Awesome

Kaggle Freesound Audio Tagging 2019 Competition

:medal_sports:

spectrogram of https://freesound.org/people/envirOmaniac2/sounds/376452

This is Eric BOUTEILLON's proposed solution for Kaggle Freesound Audio Tagging 2019 Competition and DCASE 2019 Task 2.

Table of Content

Kaggle Freesound Audio Tagging 2019 Competition

Indicators :+1: were added to sections containing major contributions from the author.

Motivation of this repository

This repository presents a semi-supervised warm-up pipeline used to create an efficient audio tagging system as well as a novel data augmentation technique for multi-labels audio tagging named by the author SpecMix.

These new techniques were applied to our submitted audio tagging system to the Kaggle Freesound Audio Tagging 2019 challenge carried out within the DCASE 2019 Task 2 challenge [3]. Purpose of this challenge consist of predicting the audio labels for every test clips using machine learning techniques trained on a small amount of reliable, manually-labeled data, and a larger quantity of noisy web audio data in a multi-label audio tagging task with a large vocabulary setting.

TL;DR - give me code!

Provided Jupyter notebooks result in a lwlrap of .738 in public leaderboard, that is to say 12th position in this competition.

You can also find resulting weights of CNN-model-1 and VGG-16 training in a public kaggle dataset. Note I am no longer using git-lfs to store weights due to quota issues.

Installation

This competition required to performed inference in a Kaggle kernel without change in its configuration. So it was important to use same version of pytorch and fastai as the Kaggle kernel configuration during the competition to be able to load locally generated CNN weights. So it is important to use pytorch 1.0.1 and fastai 1.0.51.

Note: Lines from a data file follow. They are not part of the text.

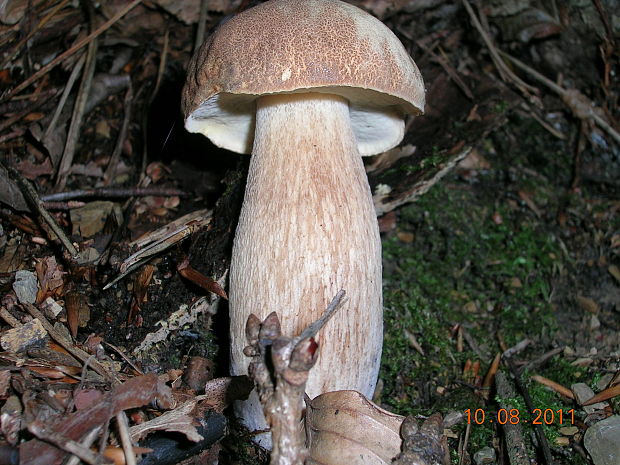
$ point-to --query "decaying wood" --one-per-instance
(280, 366)
(515, 445)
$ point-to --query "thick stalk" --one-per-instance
(308, 229)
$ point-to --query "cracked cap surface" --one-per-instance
(291, 46)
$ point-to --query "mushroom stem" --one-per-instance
(308, 229)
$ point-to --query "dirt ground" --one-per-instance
(499, 215)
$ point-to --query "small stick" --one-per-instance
(34, 30)
(75, 72)
(515, 446)
(113, 192)
(540, 434)
(504, 71)
(79, 354)
(569, 96)
(123, 430)
(202, 24)
(78, 116)
(317, 325)
(553, 385)
(33, 198)
(122, 135)
(63, 56)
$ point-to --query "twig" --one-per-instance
(424, 443)
(123, 430)
(540, 434)
(63, 56)
(202, 24)
(78, 116)
(88, 441)
(504, 71)
(79, 354)
(34, 30)
(32, 198)
(443, 62)
(75, 72)
(553, 385)
(317, 325)
(114, 192)
(110, 172)
(162, 239)
(581, 106)
(513, 433)
(280, 367)
(145, 119)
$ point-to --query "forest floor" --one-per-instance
(501, 231)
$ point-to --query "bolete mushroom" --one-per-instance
(306, 86)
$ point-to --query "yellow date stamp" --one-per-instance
(513, 416)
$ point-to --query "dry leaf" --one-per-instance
(346, 428)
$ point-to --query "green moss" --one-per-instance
(461, 268)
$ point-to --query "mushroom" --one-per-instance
(308, 87)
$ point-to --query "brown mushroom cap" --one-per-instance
(291, 46)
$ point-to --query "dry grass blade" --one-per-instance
(162, 239)
(34, 30)
(78, 116)
(63, 56)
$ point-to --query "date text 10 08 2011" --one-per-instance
(513, 416)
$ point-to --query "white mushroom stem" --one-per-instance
(308, 229)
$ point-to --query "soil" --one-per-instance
(500, 224)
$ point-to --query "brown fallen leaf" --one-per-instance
(50, 276)
(134, 393)
(78, 311)
(343, 427)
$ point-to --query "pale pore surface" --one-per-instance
(308, 229)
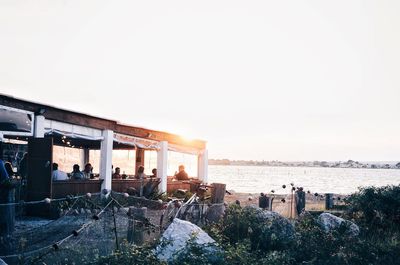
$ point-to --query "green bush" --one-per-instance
(375, 209)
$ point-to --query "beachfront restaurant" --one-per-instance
(48, 134)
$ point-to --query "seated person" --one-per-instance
(140, 174)
(117, 173)
(58, 174)
(76, 174)
(9, 169)
(181, 175)
(87, 172)
(154, 171)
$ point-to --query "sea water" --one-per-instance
(256, 179)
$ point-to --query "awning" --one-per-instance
(136, 142)
(72, 135)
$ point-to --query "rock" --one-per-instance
(269, 230)
(215, 213)
(329, 222)
(175, 239)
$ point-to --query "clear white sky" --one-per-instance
(287, 80)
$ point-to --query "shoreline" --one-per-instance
(281, 202)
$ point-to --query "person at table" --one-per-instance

Installation method 1 - Identical to author

To get same configuration as my local system, here are the steps, tested on GNU Linux Ubuntu 18.04.2 LTS:

Clone this repository

git clone https://github.com/ebouteillon/freesound-audio-tagging-2019.git

Install anaconda3
Type in a linux terminal:

conda create --name freesound --file spec-file.txt

You are ready to go!

Note: My configuration has CUDA 10 installed, so you may have to adapt version of pytorch and cudatoolkit to your own configuration in the spec-file.txt.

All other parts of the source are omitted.